I'll block Tobin tax on City, PM vows

To some, it is the solution to many of the world's financial woes, raising billions from the financiers seen as responsible for the crises in the first place.

But to David Cameron, a share transactions levy – the so-called Tobin tax – is a dagger aimed at the City of London that he will resist at seemingly all costs.

The Prime Minister said in an interview with the BBC yesterday that he would block a Europe-wide Tobin tax, setting the scene for another clash with French President Nicolas Sarkozy, pictured.
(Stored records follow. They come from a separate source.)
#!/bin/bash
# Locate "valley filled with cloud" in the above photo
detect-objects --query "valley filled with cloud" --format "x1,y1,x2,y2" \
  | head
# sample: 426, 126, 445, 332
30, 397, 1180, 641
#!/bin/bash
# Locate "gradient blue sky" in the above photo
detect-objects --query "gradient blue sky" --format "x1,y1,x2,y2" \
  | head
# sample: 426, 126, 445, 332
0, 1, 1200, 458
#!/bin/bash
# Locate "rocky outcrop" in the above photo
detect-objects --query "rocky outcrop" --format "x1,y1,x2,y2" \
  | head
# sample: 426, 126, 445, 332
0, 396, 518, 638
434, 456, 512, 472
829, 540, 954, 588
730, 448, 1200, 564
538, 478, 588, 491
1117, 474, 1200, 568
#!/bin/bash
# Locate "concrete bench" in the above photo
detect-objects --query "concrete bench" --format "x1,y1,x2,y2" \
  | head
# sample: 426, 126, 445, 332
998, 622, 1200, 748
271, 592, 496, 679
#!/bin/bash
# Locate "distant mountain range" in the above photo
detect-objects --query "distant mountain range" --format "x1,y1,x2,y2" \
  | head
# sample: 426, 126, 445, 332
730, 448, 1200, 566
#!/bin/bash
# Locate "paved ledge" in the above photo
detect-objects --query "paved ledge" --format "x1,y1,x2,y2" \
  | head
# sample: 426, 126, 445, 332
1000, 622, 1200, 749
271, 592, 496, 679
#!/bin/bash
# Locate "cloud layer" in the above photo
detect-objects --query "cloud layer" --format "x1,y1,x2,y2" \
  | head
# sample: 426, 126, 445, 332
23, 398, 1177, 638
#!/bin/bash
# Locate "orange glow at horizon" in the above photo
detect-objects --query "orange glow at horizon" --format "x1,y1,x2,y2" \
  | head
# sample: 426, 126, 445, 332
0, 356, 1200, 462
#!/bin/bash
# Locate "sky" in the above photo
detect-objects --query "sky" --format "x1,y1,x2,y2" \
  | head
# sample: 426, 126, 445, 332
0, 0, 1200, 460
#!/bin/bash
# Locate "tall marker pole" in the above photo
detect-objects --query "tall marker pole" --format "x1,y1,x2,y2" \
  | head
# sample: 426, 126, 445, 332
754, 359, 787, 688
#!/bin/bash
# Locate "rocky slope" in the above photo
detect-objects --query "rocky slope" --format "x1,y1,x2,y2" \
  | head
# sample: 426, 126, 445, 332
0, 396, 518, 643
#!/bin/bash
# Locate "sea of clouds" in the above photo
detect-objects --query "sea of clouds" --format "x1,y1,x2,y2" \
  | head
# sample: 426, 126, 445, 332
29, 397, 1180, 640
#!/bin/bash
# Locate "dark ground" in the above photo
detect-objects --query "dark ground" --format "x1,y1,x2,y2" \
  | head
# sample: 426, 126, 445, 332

Mr Sarkozy wants the Tobin tax to be on the agenda of a European summit in Brussels on30 January.

"If the French themselves want to go ahead with a transactions tax in their own country, then they should be free to do so," said Mr Cameron. "The idea of a new European tax when you're not going to have that tax put in place in other places, I don't think is sensible and so I will block it."

Supporters of the tax – a small levy of perhaps 0.5 per cent of the value of each trade – say it would raise funds that could be used to help the poor and repair government balance sheets. It might also deter speculative, short-term trading.

Critics say it will merely drive business away from London, unless it were agreed across the globe.

"Unless the rest of the world all agreed at the same time that we are all going to have some sort of tax then we are not going to go ahead with it," said Mr Cameron. He has previously claimed that the City is under "constant attack" from Brussels.

Sweden is also sceptical about how beneficial a Tobin tax would be. The Tobin tax is named after its creator, the Nobel laureate economist James Tobin, He first mooted the idea in 1972.